The balls are taken from box. With replacement and taking a total of 3 balls,

P(all balls have different colour)=(5/10)x(3/10)x(2/10) x 3! =0.18

This answer is the same as at the back of the book. My explanation is that a white, red or green ball must be taken and there are 3! ways of arranging the 3 scenarios.

Is this correct????

Then secondly,
Without replacement and taking a total of 5 balls

My wrong method:
P(exactly 2 balls are white) = (5/10)x(4/9)x(5/8)x(4/7)x(3/6) x 5!

This probability cannot be correct since it is above 1. What is the loophole that I did not see???

I dont need the answer to this question (I can solve using counting total number of cases) but I want to know the loophole in my thinking.

Thanks,

2. Hello, qazxsw11111!

A box contains 5 white balls, 3 red balls and 2 green balls.

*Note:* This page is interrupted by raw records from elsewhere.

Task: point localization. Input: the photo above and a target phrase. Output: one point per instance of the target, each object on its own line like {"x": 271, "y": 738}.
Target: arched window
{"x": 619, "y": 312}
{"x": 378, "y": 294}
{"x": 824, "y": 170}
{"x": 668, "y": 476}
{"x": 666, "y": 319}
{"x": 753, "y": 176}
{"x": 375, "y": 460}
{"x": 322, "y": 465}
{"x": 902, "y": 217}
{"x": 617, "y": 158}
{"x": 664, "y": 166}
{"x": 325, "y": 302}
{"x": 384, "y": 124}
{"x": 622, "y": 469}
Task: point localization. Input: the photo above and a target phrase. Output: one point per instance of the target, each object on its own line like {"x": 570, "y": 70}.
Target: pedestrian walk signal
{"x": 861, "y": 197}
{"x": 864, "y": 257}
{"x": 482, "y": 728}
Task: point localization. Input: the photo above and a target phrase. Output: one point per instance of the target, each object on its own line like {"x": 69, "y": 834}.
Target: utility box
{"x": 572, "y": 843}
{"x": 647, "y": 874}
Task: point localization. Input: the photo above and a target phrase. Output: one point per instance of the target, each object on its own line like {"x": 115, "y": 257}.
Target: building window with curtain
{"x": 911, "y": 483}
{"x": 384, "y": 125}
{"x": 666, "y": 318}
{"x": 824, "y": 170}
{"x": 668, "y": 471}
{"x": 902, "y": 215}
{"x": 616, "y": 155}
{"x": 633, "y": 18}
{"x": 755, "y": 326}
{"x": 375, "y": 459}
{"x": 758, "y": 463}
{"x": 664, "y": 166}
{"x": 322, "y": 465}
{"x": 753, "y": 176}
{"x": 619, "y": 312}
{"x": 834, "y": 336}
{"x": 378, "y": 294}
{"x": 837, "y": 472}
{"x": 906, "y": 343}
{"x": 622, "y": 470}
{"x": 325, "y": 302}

Three balls are taken from box with replacement.

My work:

$\displaystyle P(\text{different colors}) \:=\:\frac{5}{10}\times \frac{3}{10} \times \frac{2}{10} \times 3! \:=\:0.18$

My explanation is that a white, red or green ball must be taken
and there are 3! ways of arranging the 3 scenarios.

Correct!

Five balls are taken without replacement.

My wrong method:

$\displaystyle P(\text{exactly 2 White} \:=\: \frac{5}{10} \times\frac{4}{9} \times\frac{5}{8}\times\frac{4}{7} \times \frac{3}{6} \times {\color{red}5!}$

This probability cannot be correct since it is above 1.
What is the loophole that I did not see?

We want 2 Whites and 3 Others.

There are: .$\displaystyle _5C_2 \:=\:\frac{5!}{2!\,3!} \:=\: 10$ scenarios ... not 120.

3. Thank you for your answer. But can you help to clarify when to add factorial sign and when not to?

Thanks.